Alive to the responsibility and privilege of such a power of that as calculation the Psalmist could pray. “So teach us to number our days, that we may apply our hearts unto wisdom” (Ps. 90:12).
Under this heading we place the designing and using of tools, whether it be the simple hammer and nail or the magnificent cantilever bridge that spans the Forth; whether it be the saw and screwdriver, or the scales that can accurately weigh to the thousandth part of an ounce, or the power of lighting a fire.

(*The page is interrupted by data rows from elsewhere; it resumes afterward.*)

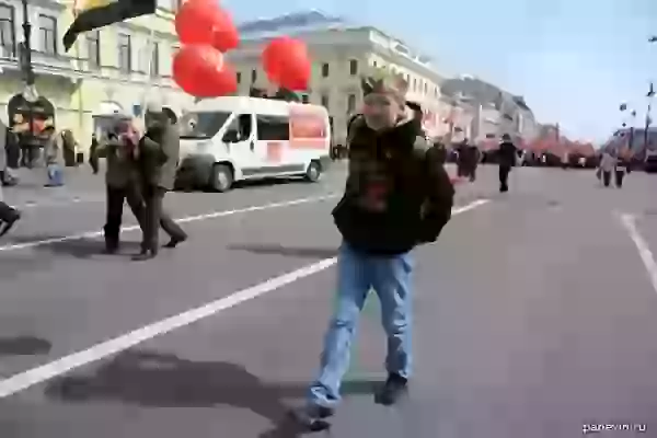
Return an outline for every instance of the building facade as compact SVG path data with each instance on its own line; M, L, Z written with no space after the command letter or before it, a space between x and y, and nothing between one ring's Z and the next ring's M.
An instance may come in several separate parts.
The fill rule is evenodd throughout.
M36 90L55 106L56 127L71 129L82 152L108 114L139 115L152 99L178 112L193 103L171 79L177 7L177 0L158 0L157 14L82 34L65 54L61 37L73 20L72 1L30 0ZM22 23L21 1L0 0L0 119L5 123L7 103L23 90Z
M498 140L504 134L531 141L539 135L539 124L522 96L470 76L445 81L442 92L471 107L471 138L476 142L489 143L486 140Z
M228 55L238 70L240 94L247 94L251 87L274 89L263 71L261 54L268 38L278 35L295 36L308 45L312 77L302 97L328 110L336 142L344 142L348 118L360 108L360 78L369 66L403 74L410 87L407 99L423 106L429 135L447 129L445 114L440 116L446 112L440 100L442 77L427 57L374 27L350 25L316 11L240 26L241 46Z

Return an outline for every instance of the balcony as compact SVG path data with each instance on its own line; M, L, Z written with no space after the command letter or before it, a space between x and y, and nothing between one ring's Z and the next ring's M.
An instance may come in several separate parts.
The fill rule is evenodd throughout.
M170 76L148 74L146 71L124 71L116 66L97 66L89 59L72 56L48 54L32 50L32 66L38 76L57 76L71 81L78 79L96 79L123 83L152 84L153 87L174 87ZM0 73L14 71L20 74L20 51L12 47L0 47Z
M0 47L0 69L20 72L21 51L21 44L15 49L11 46ZM32 50L32 67L36 76L59 76L70 79L80 76L76 69L76 58L59 54Z

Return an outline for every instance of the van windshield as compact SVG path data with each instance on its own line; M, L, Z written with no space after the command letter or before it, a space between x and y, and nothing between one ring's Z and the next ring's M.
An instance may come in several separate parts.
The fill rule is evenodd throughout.
M226 112L195 112L187 113L178 123L181 138L209 139L221 129L231 113Z

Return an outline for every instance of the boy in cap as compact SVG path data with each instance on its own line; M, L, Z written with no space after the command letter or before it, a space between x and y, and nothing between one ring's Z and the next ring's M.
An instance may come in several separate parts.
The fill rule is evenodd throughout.
M349 127L349 172L333 210L343 237L338 306L324 339L318 378L295 412L311 430L328 427L349 364L349 347L370 289L381 302L388 379L377 403L393 404L411 377L412 250L435 242L451 217L454 189L436 150L406 106L407 82L382 69L361 81L364 111Z
M499 143L499 192L506 193L509 191L509 173L516 165L518 159L518 148L514 145L511 136L505 134L502 136Z

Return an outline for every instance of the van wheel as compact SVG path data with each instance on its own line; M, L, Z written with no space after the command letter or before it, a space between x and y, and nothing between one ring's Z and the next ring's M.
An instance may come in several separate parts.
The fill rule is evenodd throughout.
M212 166L212 176L210 178L210 188L215 192L223 193L230 191L233 183L233 172L226 164L215 164Z
M322 176L322 166L316 161L311 161L306 170L306 181L316 183Z

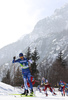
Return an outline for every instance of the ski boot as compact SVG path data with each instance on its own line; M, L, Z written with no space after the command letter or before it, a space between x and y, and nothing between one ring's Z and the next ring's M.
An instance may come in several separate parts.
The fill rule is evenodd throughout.
M30 96L33 96L34 92L33 89L30 91Z
M47 93L45 93L45 95L46 95L46 97L48 96L48 94L47 94Z
M25 90L24 93L22 93L21 95L26 95L27 96L28 93L29 93L29 91L28 90Z

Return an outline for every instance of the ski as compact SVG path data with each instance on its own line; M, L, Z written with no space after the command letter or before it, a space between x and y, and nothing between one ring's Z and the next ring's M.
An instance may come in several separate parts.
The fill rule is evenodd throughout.
M9 94L9 95L14 95L15 97L16 96L20 96L20 97L36 97L35 94L33 94L32 96L31 95L27 95L26 96L26 95L21 95L21 94Z

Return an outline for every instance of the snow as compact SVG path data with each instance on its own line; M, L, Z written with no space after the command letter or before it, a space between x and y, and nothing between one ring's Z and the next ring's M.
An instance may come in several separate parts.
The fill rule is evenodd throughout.
M68 97L62 97L61 93L56 91L57 95L53 96L49 91L48 91L48 96L46 97L44 92L39 93L38 90L35 90L35 95L36 97L20 97L20 96L14 96L10 94L16 94L16 93L22 93L23 90L19 87L12 87L10 85L7 85L5 83L0 82L0 100L68 100Z

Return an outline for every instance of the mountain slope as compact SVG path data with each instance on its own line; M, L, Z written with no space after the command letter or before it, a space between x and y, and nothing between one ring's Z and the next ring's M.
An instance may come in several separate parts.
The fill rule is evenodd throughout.
M32 50L37 47L39 61L55 59L60 50L64 53L64 58L68 59L68 4L55 10L52 16L40 20L23 39L0 49L0 66L10 62L20 52L25 53L28 46Z

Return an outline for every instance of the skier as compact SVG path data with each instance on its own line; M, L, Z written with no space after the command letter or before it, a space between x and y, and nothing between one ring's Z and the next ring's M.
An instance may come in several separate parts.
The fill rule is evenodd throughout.
M38 89L38 90L39 90L39 92L41 93L41 89L40 89L40 87L41 87L41 86L40 86L40 85L38 85L37 89Z
M32 63L30 60L27 60L27 58L25 58L23 56L23 53L19 54L19 59L16 60L16 57L13 57L13 61L12 63L20 63L21 67L22 67L22 76L23 76L23 80L24 80L24 86L25 86L25 91L23 94L25 94L26 96L28 95L29 91L28 91L28 85L27 85L27 79L28 82L30 84L30 96L33 95L33 85L31 82L31 73L30 73L30 69L28 66L28 62Z
M50 92L51 92L53 95L56 95L56 93L53 93L53 90L51 89L50 84L48 83L48 80L45 79L44 77L42 77L41 85L44 85L44 91L45 91L46 96L48 96L47 91L46 91L47 88L50 89Z
M66 83L65 92L66 92L66 95L68 96L68 83Z
M65 82L63 82L62 80L60 80L59 85L60 85L60 91L62 96L65 96Z

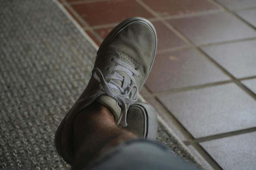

Alas! does anything show what man is more than this, first in the wonderful powers of mind God has given him, second in the use he has made of these powers? We read in 2 Chronicles 26:15, “And Uzziah made in Jerusalem engines, invented by cunning men, to be on the towers and upon the bulwarks, to shoot arrows and great stones withal.” Is this not an Old Testament anticipation of modern horrors, mine, warplane, howitzer, dreadnought, submarine, poison gas, and other terrible engines of destruction. Man’s inventive genius is mainly on this line, alas!
How innocent the lower creation is of all this. Whoever heard of the monkeys starting a Krupp Arsenal in the depths of the African forest? If all we have said has shown how wonderful man is as created by God, the actual use he has made of his powers only show how terrible beyond words is his fall.
The Knowledge of Approaching Death
In this man stands alone. The brute creation have no such knowledge. They are not “through fear of death … all their lifetime subject to bondage” (Heb. 2:15), as man is. The reason is very simple. The creature dies as being under Adam’s headship. If the head fell he dragged all else under him in the consequences of his fall. But though the creature dies it knows it not, because it is not responsible, and moreover when dead perishes completely as if it had never been.
Man on the contrary is filled with the apprehension of death. It is a proof of the immortality of the soul, so distinctly affirmed by Scripture, and this knowledge is shared by the darkest heathen, who have never heard of a Bible or its contents. It is the solemn judgment of God because of his sin and this knowledge is God’s mercy to him, because God has provided a way of deliverance. For this reason the Son of God became flesh and died on the cross, that atonement being affected, man might be delivered. This is the theme of the gospel.
To sum up, man has wonderful powers conferred upon him. Speech that he might commune with God, express his delight in God in worship, his dependence on God in prayer. Writing that God might communicate His thoughts to man. Reading that man might receive communications. Song that man might praise God. Reason that man might reflect on these things.
Alas! how great is the fall. How misused the powers of speech, writing, printing, reading are! How degraded is man’s reason! How small and powerless he is in the presence of death! The most wonderful orator can make no impression on death no treatise, however skilfully written, can influence death; no song can charm death.
May the consideration of these things give the reader a truer sense of the awful abyss of man’s fall, ruin and destruction; a true sense that nothing but a new creation will do for God—“Ye must be born again”—a true sense that the gospel is the only remedy for sin; and if a Christian, a deeper sense of his responsibility to use speech, writing, reading, song, and all besides to the glory of God
Man cultivating his powers apart from God produces such scenes as the French Revolution, the Armenian massacres, and the excesses of Bolshevism. In the end ANTICHRIST will be the full blown result, bringing forth God’s unsparing judgment.
The wonderful powers God has conferred upon man are for His own glory, and not for man’s, and if used for self-glorification in any shape or form are only degraded and perverted.
May God give us a deep sense of humility and responsibility to Him. May our lives be alone for His glory.